Pathetically, compromised believers sputter something about the limited application of this creation order, saying something foolish like “Paul only meant it was wrong in the church—not anywhere else.” But then that bubble is burst by the Holy Spirit making it clear the creation order is applicable to the marriage relationship, also.
But hope springs eternal and we have another go at it, saying the creation order of man and woman “only applies to the church and the home; nowhere else.” Really? So the order in which God created Adam and Eve has no application—no application at all—to unbelievers? It’s just a private truth that applies to believers--and maybe Jews? Adam being created first, and then Eve, has no application to the way men and women relate to each other outside the home and Church?
This is absurd. When we step out of our houses Monday morning we don't leave our sex just inside the front door. We are man. Woman. All day long.
But really, compromised believers aren’t even willing to say sex matters in the Christian home and Church because even there we are snipping away at the edges of God's creation order. After all, there’s a reason so many of us take a secret delight in having intensely competitive daughters and sensitive or musical sons. How on earth did it happen that a whole generation of us gave our daughters Tonka trucks, anyhow? Was it an accident? And is it an accident today that our sons pierce their ears and spend an inordinate amount of time looking at themselves in the mirror? Can anyone among us deny that we’re now on the second or third generation of Christian sons coming to adulthood vain and gelded?
And in the church?
"Why, look at us! Check it out! We have women deacons. Unordained, of course, but women they are and they do everything our male deacons do--disciple, teach, cast vision. Look at us! Check it out! We have women serving the elements at the Lord's Table. Women, mind you! Aren't we forward-looking and progressive? Can't you iPod joggers settle into this comfy chair? We've made it just for you. No fuddy-duddy patriarchs holding us down or setting us back. We've captured the center of the city because we're the only ones that can do it without making asses of ourselves. Look at us! Check us out! We do art. We write music. We have important people who are rich in our congregation. And they respect us because they know we can be trusted to think through the implications of Scripture for our time and culture without falling into the many errors of past centuries. You know, errors like fuddy-duddy thinking about women in leadership."
And so it goes...
Somewhere, sometime, somehow we’re going to be given the gift of repentance by the Holy Spirit, and we’re going to seek the return of our sons’ hearts to their fathers, and the return of our husbands’ hearts to their sons. We have a nation and many thousands of churches filled either with momma’s boys or macho dudes—both of whom are contrary to God’s creation order.

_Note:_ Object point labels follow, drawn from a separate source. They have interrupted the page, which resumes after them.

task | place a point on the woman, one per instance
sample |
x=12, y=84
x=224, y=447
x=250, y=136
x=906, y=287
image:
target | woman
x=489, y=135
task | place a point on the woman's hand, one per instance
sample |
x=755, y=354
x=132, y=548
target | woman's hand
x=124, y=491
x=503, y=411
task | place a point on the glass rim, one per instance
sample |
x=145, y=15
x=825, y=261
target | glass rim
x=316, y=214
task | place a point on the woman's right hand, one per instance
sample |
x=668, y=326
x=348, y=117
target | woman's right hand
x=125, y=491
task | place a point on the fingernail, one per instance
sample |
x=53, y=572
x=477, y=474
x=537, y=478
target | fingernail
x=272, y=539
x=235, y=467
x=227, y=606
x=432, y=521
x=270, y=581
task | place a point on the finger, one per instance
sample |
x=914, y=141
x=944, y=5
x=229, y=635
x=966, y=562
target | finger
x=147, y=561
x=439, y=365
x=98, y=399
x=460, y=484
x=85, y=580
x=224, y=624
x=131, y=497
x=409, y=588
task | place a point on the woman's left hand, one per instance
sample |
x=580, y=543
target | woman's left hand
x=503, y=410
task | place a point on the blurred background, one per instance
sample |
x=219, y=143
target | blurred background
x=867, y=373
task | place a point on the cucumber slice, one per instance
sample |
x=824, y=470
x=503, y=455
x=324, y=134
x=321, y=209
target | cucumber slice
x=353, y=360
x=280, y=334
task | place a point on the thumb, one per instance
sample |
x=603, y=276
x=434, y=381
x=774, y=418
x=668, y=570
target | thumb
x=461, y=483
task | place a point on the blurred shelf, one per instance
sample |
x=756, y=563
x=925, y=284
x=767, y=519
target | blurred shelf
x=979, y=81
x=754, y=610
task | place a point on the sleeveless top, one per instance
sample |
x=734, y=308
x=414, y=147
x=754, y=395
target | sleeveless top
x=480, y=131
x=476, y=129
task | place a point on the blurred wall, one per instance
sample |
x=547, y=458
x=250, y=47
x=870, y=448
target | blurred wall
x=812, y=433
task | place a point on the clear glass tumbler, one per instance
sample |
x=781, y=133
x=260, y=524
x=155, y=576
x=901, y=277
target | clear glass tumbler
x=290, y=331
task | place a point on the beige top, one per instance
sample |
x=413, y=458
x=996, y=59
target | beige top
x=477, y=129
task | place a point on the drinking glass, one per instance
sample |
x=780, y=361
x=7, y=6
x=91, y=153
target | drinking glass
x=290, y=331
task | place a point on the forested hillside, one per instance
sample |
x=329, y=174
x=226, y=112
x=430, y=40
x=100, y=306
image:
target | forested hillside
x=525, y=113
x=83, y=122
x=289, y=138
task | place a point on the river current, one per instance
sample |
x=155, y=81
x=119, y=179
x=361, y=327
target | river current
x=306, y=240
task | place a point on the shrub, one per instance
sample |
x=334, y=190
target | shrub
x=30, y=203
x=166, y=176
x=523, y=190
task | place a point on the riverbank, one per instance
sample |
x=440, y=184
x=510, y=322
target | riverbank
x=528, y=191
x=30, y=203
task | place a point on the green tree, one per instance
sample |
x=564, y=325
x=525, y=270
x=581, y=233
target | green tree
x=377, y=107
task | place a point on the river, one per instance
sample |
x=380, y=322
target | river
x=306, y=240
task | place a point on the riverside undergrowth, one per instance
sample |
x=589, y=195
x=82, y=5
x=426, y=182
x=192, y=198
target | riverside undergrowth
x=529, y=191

Here’s an idea: When Senator Hillary Clinton is elected President of these United States, let’s repent, admitting this is shameful. And let’s begin to rebuild the walls we ourselves have torn down with our own hands.
The Church awaits shepherds after God’s Own heart who give up their lives to protect their sheep—shepherds who know a wolf when they see one, and that it’s their God-given duty to kill him, or die trying.